Saturday, July 10, 2010

Time to dump retail stocks

Normally I don't recommend stocks, because this is a blog about firm strategies and not about the stock market.

That said, I think now is the time to dump US retail stocks, for three reasons:

  • Many fear the US economy is heading to a double dip recession, reducing consumer discretionary spending. For example, the FT reports that last week brought the largest shift by investors to cash in the past 18 months.
  • The US will eventually have to solve the problem of high fiscal deficits, and the current administration prefers to raise taxes than cut spending (which it itself increased $0.5 trillion in one year.)
  • Employers will be see huge cost increases under ObamaCare, which will be largest in a relative sense for low-wage workers.
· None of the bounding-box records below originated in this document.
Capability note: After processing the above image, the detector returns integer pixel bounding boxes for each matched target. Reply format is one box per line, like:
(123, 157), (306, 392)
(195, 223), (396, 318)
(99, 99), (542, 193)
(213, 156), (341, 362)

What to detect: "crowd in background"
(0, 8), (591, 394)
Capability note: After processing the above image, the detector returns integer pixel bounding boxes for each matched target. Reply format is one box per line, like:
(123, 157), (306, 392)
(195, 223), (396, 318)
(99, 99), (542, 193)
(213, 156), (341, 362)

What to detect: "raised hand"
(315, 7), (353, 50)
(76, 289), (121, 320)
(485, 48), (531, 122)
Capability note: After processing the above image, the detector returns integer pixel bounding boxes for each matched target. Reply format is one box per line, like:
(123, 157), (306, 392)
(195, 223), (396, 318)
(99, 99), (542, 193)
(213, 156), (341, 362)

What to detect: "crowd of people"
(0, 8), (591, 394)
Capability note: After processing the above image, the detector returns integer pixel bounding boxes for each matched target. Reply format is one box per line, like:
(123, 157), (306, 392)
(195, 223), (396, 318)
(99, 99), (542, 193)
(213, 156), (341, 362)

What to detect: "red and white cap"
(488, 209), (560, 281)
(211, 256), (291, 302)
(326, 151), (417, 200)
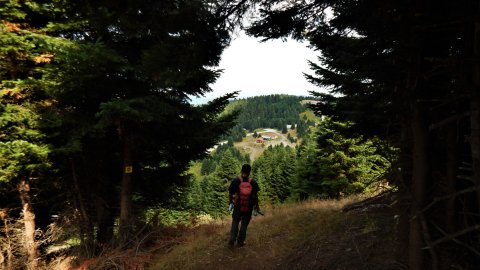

For example, the White Castle hamburger chain — which pays for most of its employees’ insurance costs — figures that its net income will decline 55% after 2014 due to penalties for its copayments.
Is this a shorting opportunity? There I’m less sure, because I can’t predict the timing of the combined effect. Suffice it to say that I see no upside to retail stocks — at least until a regime change — but lots of downside.

It’s possible that there will be exceptions. For example, perhaps unionized grocery stores with generous benefits that sell basic necessities will escape much damage. However, I’m inclined to say better safe than sorry.